BOOK OF THE WEEK

WIDELY described as ‘punk’s poet laureate’, Ian Dury is a cultural icon. With his band The Blockheads, he exploded onto the television screen in 1978, appearing on Top of the Pops with his hit single ‘What a Waste’, followed later that year by ‘Hit Me With Your Rhythm Stick’. By now Ian was thirty-six and had worked hard for many years to reach this moment, struggling all the while to find acceptance inspite of the disability he suffered as a result of childhood polio. And yet fame, when it came, almost destroyed him.

This groundbreaking and authoritative book gives the first in-depth and compelling account of the life of this charismatic yet complex artist. Author Will Birch interviewed Dury several times during his lifetime, and has also spoken to more than sixty people who were extremely close to Ian, including family members, fellow musicians, friends, lovers and business associates.
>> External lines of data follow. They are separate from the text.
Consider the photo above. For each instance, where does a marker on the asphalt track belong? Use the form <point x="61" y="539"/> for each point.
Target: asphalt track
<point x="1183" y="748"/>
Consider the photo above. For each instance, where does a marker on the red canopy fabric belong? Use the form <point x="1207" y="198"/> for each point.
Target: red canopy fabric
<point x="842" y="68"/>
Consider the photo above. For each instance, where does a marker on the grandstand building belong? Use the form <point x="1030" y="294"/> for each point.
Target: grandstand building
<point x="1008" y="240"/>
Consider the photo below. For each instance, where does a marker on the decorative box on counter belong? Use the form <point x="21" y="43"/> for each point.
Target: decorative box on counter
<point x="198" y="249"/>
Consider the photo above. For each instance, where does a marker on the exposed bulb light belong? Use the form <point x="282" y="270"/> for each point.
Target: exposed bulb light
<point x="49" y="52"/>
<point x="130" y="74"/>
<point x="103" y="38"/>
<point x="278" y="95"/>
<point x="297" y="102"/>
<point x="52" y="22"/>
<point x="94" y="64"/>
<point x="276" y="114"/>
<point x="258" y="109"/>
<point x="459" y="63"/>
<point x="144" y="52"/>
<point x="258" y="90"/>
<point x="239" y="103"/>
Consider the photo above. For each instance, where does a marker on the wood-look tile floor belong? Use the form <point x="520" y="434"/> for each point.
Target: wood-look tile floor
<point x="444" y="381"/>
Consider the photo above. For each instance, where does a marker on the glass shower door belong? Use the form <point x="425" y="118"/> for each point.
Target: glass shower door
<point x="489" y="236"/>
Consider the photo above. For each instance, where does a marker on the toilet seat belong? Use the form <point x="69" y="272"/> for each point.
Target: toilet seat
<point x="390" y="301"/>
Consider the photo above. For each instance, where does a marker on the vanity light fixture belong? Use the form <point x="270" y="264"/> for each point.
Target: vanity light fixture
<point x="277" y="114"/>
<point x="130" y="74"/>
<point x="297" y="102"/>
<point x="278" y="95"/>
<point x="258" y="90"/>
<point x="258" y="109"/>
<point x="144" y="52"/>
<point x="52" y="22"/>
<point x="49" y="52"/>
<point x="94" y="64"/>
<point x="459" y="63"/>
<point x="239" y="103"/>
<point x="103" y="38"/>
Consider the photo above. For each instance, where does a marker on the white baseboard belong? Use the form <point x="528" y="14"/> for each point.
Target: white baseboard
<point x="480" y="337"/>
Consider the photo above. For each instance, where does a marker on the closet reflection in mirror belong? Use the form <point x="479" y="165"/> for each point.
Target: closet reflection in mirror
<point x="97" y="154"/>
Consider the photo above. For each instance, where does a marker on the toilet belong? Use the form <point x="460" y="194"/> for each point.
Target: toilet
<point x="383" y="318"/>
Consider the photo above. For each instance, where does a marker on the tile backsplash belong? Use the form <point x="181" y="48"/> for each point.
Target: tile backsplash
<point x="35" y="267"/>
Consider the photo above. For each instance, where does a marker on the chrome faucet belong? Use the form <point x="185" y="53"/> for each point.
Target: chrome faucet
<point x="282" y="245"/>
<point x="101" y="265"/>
(TEXT COURTESY: Pan Publishing)

‘AS a chronicler of Seventies England, Dury was the bovver boy to Ray Davies’ Wildean fop and Will Birch is adept at tracing both the sources of Dury’s lyrical gifts and the details that made up his evolving Mockney Geezer persona. He emerges as a complex, unlikable man, a portrait endorsed by the new film biopic, ‘Sex & Drugs & Rock & Roll.’

It is to Birch’s credit that he creates a relatively sympathetic portrait of a man whose psychology was informed by his unconventional upbringing and twisted by his disability. Hampered by a withered arm and calliper-strapped leg due to contracting polio as a child, Dury used language as his weapon of choice, though he was not averse to a physical dust-up on occasion.

It is an ugly, compelling story with last-minute redemption that sees Dury in his final years working as an actor and lyricist at the Royal Court and as an ambassador for Unicef.’